So, what do you call people from Winter Park? |

So, what do you call people from Winter Park?

Drew Munro / Open Range
Grand County, CO Colorado

If there’s one thing that crosses the desks of newspaper editors with more regularity than complaints, it’s probably solicitations to promote books. Given that most of these tomes are hewn from the dull stone of agenda-driven politics, they’re often greeted by editors with about as much enthusiasm as a libel suit.

Fortunately, there are exceptions, and sometimes most welcome ones. M. John Fayhee’s latest effort, “The Colorado Mountain Companion,” is among the latter.

Fayhee’s name is familiar to most who have spent – or misspent, as the case may be – any appreciable time kicking around the Colorado High Country. A writer for the Sky-Hi News in the early 1980s, he is now editor of the Mountain Gazette, a former contributing editor to Backpacker magazine and otherwise possesses a curriculum vitae that spans the West’s newspaper and magazine universe.

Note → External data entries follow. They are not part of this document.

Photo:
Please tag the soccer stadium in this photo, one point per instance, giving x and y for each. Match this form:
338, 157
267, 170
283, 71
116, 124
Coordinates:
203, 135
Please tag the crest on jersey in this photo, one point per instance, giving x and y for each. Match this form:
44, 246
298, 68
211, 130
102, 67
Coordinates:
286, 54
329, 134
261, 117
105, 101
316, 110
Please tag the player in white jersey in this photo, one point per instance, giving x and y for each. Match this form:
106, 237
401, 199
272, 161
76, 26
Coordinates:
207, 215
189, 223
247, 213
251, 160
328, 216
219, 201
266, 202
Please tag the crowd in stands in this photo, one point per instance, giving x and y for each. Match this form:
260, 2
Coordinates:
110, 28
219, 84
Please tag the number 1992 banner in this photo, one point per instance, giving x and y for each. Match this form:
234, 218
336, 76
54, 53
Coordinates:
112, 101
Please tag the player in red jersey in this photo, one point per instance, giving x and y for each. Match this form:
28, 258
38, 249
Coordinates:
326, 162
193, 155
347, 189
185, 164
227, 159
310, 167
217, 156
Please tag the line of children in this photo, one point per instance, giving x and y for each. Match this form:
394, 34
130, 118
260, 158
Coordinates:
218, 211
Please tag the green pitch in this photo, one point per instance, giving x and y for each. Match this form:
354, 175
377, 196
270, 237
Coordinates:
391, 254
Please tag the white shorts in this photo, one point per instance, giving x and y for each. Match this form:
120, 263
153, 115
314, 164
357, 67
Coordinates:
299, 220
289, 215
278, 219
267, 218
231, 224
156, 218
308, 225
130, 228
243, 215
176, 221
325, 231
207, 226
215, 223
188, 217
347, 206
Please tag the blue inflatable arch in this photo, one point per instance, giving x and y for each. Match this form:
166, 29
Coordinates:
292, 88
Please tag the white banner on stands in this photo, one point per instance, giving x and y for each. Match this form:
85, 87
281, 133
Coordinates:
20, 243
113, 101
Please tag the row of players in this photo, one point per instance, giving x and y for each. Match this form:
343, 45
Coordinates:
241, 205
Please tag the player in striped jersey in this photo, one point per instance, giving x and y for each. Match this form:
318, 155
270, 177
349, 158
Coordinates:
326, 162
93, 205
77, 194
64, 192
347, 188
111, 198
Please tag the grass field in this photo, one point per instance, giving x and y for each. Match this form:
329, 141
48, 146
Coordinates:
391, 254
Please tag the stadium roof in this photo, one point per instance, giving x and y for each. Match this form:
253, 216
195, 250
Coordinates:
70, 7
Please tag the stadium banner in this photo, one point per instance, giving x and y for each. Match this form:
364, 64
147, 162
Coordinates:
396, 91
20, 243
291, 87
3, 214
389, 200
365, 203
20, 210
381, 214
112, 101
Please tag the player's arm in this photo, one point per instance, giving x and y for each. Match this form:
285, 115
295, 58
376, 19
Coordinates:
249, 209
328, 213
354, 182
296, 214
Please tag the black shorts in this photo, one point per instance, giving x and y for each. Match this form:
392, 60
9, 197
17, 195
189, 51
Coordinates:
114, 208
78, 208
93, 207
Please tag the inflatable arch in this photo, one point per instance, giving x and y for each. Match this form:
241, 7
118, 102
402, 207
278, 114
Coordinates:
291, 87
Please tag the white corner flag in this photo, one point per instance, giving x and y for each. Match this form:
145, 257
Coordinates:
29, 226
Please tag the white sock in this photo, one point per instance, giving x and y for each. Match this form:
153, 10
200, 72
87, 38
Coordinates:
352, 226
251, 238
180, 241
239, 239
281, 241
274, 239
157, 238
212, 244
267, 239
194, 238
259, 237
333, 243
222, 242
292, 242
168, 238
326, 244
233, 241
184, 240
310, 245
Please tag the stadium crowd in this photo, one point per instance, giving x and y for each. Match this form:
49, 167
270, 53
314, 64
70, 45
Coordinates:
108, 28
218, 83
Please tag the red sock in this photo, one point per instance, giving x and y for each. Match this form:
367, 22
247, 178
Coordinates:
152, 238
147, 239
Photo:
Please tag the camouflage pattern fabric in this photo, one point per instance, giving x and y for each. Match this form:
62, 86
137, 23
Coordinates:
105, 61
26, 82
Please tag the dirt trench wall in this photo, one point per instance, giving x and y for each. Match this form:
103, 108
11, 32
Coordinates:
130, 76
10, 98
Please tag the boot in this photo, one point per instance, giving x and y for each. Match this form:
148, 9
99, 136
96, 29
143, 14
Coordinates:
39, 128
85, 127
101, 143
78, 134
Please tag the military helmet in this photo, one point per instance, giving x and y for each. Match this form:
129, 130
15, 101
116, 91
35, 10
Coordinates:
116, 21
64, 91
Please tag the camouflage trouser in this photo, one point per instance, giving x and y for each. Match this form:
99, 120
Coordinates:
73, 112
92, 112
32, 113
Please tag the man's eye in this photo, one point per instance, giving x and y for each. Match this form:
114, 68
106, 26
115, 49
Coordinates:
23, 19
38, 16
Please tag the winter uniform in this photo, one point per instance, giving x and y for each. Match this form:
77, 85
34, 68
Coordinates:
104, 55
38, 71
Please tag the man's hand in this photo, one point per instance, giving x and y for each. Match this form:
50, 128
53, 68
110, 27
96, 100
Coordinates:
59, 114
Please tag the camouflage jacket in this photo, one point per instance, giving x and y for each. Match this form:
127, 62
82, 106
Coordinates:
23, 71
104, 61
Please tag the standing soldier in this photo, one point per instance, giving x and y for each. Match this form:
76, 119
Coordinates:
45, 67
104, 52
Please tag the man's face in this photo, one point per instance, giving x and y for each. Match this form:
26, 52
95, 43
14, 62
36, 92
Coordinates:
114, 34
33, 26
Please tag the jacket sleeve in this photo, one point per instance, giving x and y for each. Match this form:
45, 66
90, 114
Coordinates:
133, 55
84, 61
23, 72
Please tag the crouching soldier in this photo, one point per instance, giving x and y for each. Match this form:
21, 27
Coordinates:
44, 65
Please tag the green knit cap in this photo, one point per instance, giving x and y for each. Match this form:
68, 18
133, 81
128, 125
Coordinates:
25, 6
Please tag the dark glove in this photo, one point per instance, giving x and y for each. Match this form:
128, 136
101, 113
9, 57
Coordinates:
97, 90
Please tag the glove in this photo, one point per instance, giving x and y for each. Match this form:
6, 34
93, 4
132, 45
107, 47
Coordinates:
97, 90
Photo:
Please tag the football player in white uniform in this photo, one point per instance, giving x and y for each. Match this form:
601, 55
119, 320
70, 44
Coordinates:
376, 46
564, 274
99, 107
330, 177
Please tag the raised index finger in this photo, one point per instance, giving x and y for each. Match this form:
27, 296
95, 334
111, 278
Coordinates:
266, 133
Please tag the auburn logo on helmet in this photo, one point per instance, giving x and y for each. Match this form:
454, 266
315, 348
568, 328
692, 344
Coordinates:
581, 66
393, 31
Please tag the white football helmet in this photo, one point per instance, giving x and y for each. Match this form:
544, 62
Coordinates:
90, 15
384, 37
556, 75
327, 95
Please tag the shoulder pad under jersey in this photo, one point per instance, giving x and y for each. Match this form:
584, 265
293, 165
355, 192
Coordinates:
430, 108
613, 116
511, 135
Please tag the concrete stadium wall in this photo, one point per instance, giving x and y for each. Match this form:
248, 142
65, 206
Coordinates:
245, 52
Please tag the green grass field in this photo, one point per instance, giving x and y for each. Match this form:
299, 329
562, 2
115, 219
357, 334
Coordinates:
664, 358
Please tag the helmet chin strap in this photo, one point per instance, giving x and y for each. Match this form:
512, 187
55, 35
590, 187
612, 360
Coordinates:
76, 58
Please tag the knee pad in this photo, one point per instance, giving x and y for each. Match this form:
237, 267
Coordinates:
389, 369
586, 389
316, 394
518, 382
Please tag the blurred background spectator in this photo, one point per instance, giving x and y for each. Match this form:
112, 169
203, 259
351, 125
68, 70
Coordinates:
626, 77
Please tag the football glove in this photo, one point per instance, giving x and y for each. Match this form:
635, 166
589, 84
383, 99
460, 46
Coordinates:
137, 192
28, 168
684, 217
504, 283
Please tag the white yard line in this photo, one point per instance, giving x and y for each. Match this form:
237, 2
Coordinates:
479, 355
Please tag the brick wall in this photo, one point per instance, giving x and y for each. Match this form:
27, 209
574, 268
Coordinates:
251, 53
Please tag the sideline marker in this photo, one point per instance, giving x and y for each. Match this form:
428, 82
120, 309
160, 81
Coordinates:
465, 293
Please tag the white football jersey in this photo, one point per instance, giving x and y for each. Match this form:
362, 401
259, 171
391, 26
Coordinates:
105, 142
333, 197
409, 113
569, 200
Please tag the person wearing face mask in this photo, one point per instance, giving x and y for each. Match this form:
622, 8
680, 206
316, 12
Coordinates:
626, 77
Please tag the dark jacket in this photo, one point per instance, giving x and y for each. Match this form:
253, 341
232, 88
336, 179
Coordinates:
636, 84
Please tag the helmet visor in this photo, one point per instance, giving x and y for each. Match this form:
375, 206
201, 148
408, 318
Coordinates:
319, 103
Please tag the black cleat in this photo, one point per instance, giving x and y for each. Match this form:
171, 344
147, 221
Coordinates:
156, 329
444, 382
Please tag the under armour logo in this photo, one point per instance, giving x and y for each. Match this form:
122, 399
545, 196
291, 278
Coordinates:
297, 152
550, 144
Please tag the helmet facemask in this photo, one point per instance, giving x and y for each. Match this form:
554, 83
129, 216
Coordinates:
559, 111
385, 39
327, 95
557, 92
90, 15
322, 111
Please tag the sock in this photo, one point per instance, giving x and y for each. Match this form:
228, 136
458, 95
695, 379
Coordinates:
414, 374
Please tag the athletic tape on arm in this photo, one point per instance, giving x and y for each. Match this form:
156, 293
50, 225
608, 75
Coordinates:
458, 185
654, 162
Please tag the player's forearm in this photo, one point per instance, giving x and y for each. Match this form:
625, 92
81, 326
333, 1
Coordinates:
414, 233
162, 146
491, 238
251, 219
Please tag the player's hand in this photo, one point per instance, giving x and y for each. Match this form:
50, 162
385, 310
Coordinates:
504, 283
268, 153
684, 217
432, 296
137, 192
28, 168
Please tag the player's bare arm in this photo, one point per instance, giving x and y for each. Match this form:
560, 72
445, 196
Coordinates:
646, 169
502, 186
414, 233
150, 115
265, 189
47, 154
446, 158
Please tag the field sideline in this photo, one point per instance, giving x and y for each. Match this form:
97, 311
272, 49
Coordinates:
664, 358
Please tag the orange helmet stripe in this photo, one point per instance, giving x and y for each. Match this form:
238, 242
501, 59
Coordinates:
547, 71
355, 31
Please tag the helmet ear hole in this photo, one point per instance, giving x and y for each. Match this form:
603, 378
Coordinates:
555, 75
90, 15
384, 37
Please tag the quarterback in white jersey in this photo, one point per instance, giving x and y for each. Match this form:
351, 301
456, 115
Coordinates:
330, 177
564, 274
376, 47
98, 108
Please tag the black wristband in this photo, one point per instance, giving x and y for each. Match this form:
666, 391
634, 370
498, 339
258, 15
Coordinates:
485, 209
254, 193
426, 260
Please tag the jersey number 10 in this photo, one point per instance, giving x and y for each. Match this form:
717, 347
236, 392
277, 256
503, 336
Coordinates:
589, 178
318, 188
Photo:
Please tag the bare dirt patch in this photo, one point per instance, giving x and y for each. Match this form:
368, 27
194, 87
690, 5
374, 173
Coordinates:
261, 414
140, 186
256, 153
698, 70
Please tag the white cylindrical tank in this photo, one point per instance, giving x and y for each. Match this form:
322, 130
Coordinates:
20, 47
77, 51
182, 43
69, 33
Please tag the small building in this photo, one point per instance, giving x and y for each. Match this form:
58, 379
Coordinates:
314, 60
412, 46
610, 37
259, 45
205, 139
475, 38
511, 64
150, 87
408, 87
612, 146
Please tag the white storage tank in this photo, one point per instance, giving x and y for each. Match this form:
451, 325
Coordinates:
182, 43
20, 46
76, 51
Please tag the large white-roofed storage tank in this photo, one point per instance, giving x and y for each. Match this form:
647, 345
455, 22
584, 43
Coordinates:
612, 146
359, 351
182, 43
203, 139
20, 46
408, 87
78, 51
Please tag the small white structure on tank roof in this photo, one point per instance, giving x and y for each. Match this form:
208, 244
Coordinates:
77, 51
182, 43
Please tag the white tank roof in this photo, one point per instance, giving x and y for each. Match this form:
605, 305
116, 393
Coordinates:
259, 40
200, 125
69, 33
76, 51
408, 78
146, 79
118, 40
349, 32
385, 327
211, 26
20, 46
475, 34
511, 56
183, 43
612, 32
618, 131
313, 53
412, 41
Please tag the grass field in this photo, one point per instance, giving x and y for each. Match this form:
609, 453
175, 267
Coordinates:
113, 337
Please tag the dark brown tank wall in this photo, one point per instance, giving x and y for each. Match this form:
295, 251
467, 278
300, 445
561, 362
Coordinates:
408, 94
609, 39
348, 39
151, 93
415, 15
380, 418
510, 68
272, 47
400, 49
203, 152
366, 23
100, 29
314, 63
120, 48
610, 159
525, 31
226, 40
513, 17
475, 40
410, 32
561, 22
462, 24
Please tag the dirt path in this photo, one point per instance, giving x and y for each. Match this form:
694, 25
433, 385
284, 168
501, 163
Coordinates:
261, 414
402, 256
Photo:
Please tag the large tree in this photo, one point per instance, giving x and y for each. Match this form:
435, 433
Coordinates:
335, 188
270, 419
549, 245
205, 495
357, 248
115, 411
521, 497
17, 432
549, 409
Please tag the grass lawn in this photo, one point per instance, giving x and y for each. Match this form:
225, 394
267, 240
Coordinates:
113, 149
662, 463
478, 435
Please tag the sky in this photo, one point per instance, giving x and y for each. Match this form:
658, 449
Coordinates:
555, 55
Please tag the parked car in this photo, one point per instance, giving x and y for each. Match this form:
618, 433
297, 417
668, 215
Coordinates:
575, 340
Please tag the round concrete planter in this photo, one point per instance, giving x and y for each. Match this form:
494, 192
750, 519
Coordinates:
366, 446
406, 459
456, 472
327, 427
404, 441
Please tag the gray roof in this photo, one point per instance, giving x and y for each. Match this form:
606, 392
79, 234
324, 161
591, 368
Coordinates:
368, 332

Fayhee’s columns even graced these pages briefly back in 2008 before the Great Recession came sauntering along like a carnival bully and poked the newspaper industry’s pretty red balloon with a lit cigarette.

Before I go further, full disclosure: I have not yet read the book cover to cover. In fact, not having to do so in order to enjoy it is among its manifest beauties. Being a compendium of “useful miscellany from the highest parts of the highest state,” it is one of those books that can be consumed in brief but intense bursts, the perfect nightstand or bathroom companion.

With nearly 100 chapters in its 330 pages, “The Colorado Mountain Companion” takes on topics ranging from cloud seeding to Superfund sites to mountain license plates to the Laramide Orogeny (which, by the way, has nothing to do with orgies or erogenous zones). As fate would have it, many of these topics touch on aspects of life right here in Grand County.

And so we learn the issue that gave rise to the book – a barroom disagreement about what town can lay claim to being the highest incorporated municipality in the nation – in fact has Grand County ties. Turns out that when the Town of Winter Park annexed the entire ski area in 2007, it took in the top of the resort at 12,060 feet, thereby acquiring the distinction as the nation’s highest town.

Speaking of Winter Park, according to Fayhee, it is to demonyms what James Dean’s rebel is to causes: without one. A demonym is a label used to describe denizens of a specific locale, such as Coloradan (not Coloradoan, FYI: Read the book’s compelling rationale).

Thus, Grand Lake has Grand Lakers. Granby is populated by Granbyites. Fraser by Fraserites. Winter Park by … hmm. What? In the interests of fun, elsewhere on this page we have asked a few people their opinions. Readers are hereby invited to share theirs. My personal favorite so far: Winter Parkas.

The book is chockful of all manner of high country arcana, presented in Fayhee’s eminently readable and entertaining style. And Grand County, enjoying some measure of preeminence among Colorado high places, crops up repeatedly. A few tidbits, according to the book:

• Berthoud Pass is listed among “CDOT’s Most Dangerous Passes,” with 26 avalanche paths, eight of which are “controlled.”

• Grand County makes to the Top 10 Colorado counties for avalanche deaths between 1950 and 2010, with seven. Pitkin County, by the way, leads the pack with 40, followed closely by Summit County with 37.

• From the often hilarious Mountainspeak: Skiing Lexicon – “Maze Rage: Losing your temper while waiting in line at the base of ski lift, especially when someone cuts in front of you while you weren’t paying attention because you were in a safety meeting.” And, “Safety Meeting: What outdoor people like to call getting high together, typically at the end – or the beginning – of a long day.”

This could go on for quite some time, and far be it from me to spoil anyone’s potential reading surprises. Suffice it to say that Fayhee’s book would make a great gift for that hard-to-buy-for person who has everything. Or, better yet, who thinks he or she knows everything.

And while the book was ostensibly penned in order to lay to rest an amicable argument, judging by the few encounters I’ve provoked with people about some of its contents, I suspect it may engender more arguments than it settles. What could be more fun?